Mammalian cell culture and nucleofection
HCT116 cells (ATCC, CCL-247) were cultured in McCoy’s 5 A medium supplemented with 10% FBS. HEK293T (ATCC, CRL-3216) and U2OS (ATCC, HTB-96) cells (a generous gift from Dr. Andrew Belmont at UIUC) were cultured in Advanced DMEM supplemented with 10% FBS and 1 × GlutaMax (ThermoFisher, 35050061). Primary human Mesenchymal Stem Cells (hMSC) was obtained from ATCC (PSC- 500-012) and cultured in Mesenchymal Stem Cell Basal Medium (PSC-500-030) supplemented with Bone Marrow-Mesenchymal Stem Cell Growth Kit Components (PSc-500-041). All cells were cultured at 37 °C in a 5% CO2 incubator. To form the RNP, nuclease and crRNA (sgRNA) were diluted with PBS to a total volume of 10 µL followed by the incubation at room temperature for 10–20 min. For U2OS and HCT116 cell lines, 1 × 10^6 cells were transfected using SE Cell Line Nucleofector Kit with RNP containing 320 pmol crRNA and 192 pmol AsCas12a Nuclease (IDT, 1081069), AsCas12a Ultra Nuclease (IDT, 10001273), or LbCas12a Nuclease (IDT, 10007923) using DN-100 program and EN-113 program respectively on a Lonza 4D Nucleofector according to manufacturer’s instructions. 1 × 10^6 HEK293T cells were transfected using SF Cell Line Nucleofector Kit with RNP complex containing 320 pmol crRNA and 192 pmol
AsCas12a Nuclease or AsCas12a Ultra Nuclease using DS-150 program. All nucleofections were supplemented with 300 pmol Cas12a Electroporation Enhancer (IDT, 1076301). Cas12a orthologs validation was conducted on HEK293T cells with the same condition of AsCas12a mentioned above, involving FnCas12a, TsCas12a, Mb2Cas12a, Mb3Cas12a, BsCas12a, HkCas12a, PxCas12a, and ErCas12a (generous gifts from Dr. Piyush K. Jain at the University of Florida). For hMSCs, 0.5 × 10^6 cells were transfected using P1 Primary Cell Nucleofector Kit with RNP containing 320 pmol crRNA and 192 pmol AsCas12a Nuclease (IDT, 1081069) using FF-104 on a Lonza
4D-Nucleofector according to manufacturer’s instructions. For Cas9 based genome editing experiments, U2OS cells were transfected using SE Cell Line Nucleofector Kit with RNP containing 320 pmol sgRNA and 192 pmol SpCas9 Nuclease (IDT, 1081059) using DN-100 program on a Lonza 4D-Nucleofector according to manufacturer’s
instructions. All nucleofections were supplemented with 300 pmol Cas9 Electroporation Enhancer (IDT, 1075916).

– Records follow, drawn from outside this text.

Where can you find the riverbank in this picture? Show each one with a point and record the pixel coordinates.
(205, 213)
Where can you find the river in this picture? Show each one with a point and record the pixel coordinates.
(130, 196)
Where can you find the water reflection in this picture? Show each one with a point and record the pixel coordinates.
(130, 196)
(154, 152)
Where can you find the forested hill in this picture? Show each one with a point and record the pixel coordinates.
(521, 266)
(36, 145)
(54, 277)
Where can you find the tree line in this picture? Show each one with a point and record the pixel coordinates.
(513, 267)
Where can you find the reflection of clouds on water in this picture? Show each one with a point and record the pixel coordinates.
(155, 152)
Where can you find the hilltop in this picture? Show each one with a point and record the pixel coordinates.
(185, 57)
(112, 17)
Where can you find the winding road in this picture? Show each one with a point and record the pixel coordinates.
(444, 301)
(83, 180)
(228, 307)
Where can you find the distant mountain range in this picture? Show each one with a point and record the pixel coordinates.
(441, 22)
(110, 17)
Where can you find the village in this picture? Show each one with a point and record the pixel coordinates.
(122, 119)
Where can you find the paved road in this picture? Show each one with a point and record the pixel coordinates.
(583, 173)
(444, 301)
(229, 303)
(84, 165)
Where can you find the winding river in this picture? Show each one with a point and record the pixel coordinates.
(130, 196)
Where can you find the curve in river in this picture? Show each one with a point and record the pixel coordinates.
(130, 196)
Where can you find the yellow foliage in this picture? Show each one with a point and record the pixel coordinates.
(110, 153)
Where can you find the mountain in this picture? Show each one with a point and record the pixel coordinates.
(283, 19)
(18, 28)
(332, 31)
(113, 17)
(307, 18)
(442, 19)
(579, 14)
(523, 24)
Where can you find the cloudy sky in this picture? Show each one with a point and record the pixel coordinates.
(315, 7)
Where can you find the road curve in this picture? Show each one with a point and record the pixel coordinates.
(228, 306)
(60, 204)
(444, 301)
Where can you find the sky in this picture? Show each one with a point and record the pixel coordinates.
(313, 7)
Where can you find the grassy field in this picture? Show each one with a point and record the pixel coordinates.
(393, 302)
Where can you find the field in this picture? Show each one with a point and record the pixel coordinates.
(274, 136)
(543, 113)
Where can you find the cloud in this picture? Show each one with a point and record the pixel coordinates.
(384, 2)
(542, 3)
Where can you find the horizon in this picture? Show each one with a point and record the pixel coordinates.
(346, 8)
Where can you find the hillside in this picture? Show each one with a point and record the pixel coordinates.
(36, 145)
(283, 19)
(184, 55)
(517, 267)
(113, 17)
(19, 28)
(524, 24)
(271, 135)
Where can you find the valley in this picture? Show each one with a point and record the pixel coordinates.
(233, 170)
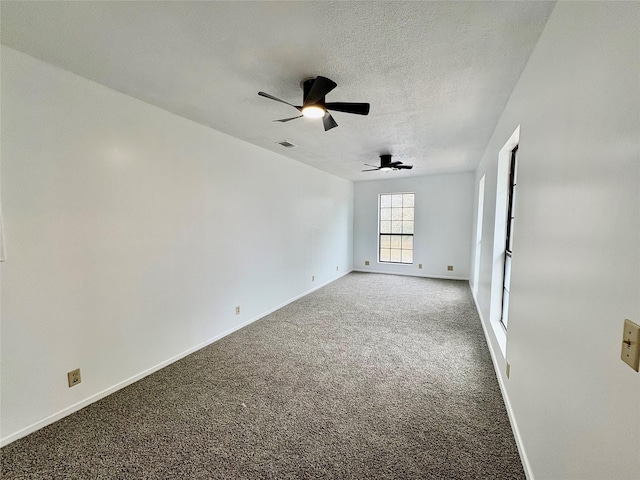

HDR mediated reporter gene knock-in
IRES-EGFP containing dsDNA donor was amplified from the plasmid (generated in our group, Supplementary Data File 1) using PrimeSTAR Max polymerase (Takara, R045A) with homology arm-containing primers. The 50 bp homology arms are incorporated with primers listed in Supplementary Data File 1. PCR products were initially gel-purified using GeneJET gel extraction kit (Thermofisher, K0691) followed by another round of PCR to scale up the amount of the donor. Lyophilization was used to condense donors to get a concentration around 2 µg/µL. 10 µg of each donor was used in EGFP knock-in nucleofection. 1 × 10^6 HEK293T cells were transfected using SF Cell Line Nucleofector Kitwith Cas12a RNP using DS-150 programon a Lonza 4D-Nucleofector according to the manufacturer’s instruction. All nucleofections were supplemented with 300 pmol Cas12a Electroporation Enhancer, and medium was supplemented with HDR enhancer (IDT, 10007910).
Multiplex genome editing
Multiple crRNAs (total 320 pmol) were used in RNP formation. 1 × 10^6 U2OS cells were transfected using SE Cell Line Nucleofector Kit with RNP containing 320 pmol crRNAs (or sgRNAs) and 192 pmol AsCas12a (or SpCas9) Nuclease using DN-100 program on a Lonza 4D Nucleofector according to manufacturer’s instructions. 1×10^6
HEK293T cells were transfected using SF Cell Line nucleofector Kit with RNP using DS-150 program. All nucleofections were supplemented with 300 pmol Cas12a (or Cas9) Electroporation Enhancer.